Ellis rejoined Barstool in 2022 with his new podcast, Oops the Podcast, with co-host Giulio Gallaroti. The new podcast only lasted a year and was canceled in 2023 due to poor viewership. Ellis joined the Son of a Boy Dad podcast at Barstool with co-hosts Adam Ferrone (Rone) and Harry Settel (Lil Sas) in 2024.

Ellis is an avid golfer who often joins the Foreplay golf brand at Barstool for various golf events. In 2025, Ellis participated in the inaugural Internet Invitational organized by Barstool and Bob Does Sports and held in Missouri. Ellis ultimately won the event along with his partners, Brad Dalke and Cody "Beef" Franke.

Francis was on the first two seasons of the Netflix show Tires as George. He has also been featured in Shane Gillis's sketch comedy series, Gilly and Keeves.

== Controversy ==
In 2019, Ellis was fired from Barstool Sports after he wrote an ill-timed blog about Mackenzie Lueck, 23-year-old student at the University of Utah who was missing at the time and was found murdered shortly after he wrote the blog containing a smattering of dark humor.
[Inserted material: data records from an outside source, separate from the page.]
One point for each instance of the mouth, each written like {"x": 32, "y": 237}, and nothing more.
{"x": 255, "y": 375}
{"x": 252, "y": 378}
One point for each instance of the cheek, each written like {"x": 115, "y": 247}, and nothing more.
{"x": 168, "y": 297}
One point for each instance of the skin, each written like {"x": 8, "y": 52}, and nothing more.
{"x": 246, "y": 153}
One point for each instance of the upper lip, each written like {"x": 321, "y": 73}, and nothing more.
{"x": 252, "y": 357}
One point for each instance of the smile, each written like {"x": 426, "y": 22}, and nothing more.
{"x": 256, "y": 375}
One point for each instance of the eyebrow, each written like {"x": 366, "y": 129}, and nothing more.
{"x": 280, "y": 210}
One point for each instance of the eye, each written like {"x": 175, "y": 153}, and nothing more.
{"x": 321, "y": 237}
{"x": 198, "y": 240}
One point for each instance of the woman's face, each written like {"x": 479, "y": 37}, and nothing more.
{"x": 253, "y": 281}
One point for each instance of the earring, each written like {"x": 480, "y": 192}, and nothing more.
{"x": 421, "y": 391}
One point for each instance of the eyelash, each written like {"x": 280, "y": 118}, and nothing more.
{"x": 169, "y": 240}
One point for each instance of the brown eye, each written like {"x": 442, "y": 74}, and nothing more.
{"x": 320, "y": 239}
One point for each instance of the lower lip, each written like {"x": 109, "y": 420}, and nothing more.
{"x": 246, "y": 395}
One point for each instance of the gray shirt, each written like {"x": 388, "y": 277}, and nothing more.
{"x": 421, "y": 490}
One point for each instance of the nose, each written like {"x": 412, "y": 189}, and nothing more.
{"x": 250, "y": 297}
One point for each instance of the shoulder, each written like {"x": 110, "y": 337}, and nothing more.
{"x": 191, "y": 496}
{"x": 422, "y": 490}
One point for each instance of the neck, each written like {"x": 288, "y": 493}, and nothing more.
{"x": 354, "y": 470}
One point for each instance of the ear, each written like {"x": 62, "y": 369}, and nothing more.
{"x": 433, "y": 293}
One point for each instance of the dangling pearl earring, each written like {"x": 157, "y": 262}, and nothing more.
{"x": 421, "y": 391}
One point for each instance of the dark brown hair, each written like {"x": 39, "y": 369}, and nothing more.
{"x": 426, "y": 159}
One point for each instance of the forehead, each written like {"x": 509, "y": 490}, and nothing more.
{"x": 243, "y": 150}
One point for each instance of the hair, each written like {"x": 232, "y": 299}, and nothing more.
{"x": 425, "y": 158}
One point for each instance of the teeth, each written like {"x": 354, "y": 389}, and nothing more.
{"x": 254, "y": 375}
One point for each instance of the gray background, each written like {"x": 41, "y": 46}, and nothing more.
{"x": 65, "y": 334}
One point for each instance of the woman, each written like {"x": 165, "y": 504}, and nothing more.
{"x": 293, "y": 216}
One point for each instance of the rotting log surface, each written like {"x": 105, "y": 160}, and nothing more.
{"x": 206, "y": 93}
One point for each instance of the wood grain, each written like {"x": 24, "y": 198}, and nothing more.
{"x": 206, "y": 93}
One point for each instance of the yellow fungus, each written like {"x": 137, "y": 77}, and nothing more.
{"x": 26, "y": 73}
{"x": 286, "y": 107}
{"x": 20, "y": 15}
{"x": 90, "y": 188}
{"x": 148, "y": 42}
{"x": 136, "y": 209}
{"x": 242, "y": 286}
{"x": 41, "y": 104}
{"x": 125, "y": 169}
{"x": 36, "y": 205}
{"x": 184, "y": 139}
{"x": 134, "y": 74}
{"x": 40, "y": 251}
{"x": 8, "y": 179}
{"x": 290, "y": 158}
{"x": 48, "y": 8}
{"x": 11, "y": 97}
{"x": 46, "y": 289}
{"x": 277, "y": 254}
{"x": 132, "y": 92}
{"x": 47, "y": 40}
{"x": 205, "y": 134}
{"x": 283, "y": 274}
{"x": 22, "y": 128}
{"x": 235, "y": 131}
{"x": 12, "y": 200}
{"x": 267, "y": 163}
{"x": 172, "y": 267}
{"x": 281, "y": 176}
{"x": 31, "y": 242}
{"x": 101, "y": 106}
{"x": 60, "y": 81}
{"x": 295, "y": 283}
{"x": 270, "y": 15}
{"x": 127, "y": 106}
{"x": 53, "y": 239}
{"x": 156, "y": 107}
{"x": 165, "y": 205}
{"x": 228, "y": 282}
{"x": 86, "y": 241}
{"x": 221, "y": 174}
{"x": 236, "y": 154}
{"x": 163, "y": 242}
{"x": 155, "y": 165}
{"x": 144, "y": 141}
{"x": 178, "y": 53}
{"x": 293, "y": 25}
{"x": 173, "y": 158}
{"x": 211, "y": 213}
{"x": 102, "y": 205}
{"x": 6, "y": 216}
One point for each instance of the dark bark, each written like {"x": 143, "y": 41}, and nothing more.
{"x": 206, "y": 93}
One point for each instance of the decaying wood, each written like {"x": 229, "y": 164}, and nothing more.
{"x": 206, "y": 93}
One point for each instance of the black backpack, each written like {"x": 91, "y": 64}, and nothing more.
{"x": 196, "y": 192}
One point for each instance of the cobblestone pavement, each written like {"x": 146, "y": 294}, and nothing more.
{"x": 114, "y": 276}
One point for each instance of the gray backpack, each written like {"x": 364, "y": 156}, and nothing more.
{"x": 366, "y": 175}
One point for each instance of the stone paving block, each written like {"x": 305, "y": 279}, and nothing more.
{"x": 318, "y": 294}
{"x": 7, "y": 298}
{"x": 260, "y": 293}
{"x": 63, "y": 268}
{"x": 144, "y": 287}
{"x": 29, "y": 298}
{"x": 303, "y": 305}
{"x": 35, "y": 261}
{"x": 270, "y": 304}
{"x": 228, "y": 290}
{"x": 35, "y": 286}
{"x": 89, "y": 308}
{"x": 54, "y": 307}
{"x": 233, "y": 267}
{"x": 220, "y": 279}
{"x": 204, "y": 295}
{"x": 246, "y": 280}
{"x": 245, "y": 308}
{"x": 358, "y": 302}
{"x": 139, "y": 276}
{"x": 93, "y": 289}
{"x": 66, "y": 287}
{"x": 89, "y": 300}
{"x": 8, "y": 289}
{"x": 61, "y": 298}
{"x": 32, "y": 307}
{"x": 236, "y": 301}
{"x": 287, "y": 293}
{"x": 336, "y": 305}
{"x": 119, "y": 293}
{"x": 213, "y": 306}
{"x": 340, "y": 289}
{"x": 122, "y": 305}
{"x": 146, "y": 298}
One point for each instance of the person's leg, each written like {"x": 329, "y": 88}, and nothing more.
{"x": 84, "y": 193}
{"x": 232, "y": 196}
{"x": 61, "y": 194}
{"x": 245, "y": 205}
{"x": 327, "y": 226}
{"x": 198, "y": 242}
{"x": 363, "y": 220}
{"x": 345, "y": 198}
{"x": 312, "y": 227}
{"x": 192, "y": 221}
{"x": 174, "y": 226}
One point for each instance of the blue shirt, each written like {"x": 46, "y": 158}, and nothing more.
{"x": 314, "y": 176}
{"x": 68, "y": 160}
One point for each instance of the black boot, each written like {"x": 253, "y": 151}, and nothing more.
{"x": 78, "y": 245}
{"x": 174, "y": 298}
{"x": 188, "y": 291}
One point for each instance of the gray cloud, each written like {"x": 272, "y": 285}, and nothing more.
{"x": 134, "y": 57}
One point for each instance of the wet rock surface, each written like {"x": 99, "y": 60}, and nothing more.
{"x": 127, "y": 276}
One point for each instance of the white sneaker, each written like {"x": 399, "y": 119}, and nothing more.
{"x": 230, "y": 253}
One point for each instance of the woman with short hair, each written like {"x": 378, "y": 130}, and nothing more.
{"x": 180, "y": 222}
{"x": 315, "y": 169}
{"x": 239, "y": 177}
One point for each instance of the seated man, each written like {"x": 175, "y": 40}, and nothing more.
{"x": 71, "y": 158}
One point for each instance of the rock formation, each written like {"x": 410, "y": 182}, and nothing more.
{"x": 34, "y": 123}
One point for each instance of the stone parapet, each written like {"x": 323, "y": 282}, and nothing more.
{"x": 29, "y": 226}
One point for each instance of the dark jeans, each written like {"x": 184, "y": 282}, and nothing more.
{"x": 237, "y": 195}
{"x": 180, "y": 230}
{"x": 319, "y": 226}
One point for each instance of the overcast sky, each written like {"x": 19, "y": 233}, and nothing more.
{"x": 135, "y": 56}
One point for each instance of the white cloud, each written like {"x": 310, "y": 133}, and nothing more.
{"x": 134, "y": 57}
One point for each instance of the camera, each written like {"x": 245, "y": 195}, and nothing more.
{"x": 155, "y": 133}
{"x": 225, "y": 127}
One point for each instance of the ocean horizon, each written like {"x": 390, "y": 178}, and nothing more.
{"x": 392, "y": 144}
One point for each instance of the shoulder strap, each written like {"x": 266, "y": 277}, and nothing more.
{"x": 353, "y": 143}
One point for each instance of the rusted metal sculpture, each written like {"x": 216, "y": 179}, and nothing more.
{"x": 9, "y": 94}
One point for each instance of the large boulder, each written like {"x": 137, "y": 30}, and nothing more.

Ellis garnered further controversy when he was caught on a hot mic talking about Fox News after an appearance he had made on the network on Jesse Watters Primetime. He made comments that Fox News and Tucker Carlson were "trafficking in hate."

== Filmography ==

=== Films ===

| Year | Title | Role | Notes |
|---|---|---|---|
| 2022 | Gilly and Keeves: The Special | Politician | Sketch comedy special |

=== Television ===

| Year | Title | Role | Notes |
|---|---|---|---|
| 2021 | Gilly and Keeves | Officiant | Episode: “Blind Guy Ruins Wedding” |
| 2024–present | Tires | George | 2 episodes |

== Personal life ==
Francis Ellis was married to Sierra DeRose in August 2022. They divorced in July 2024.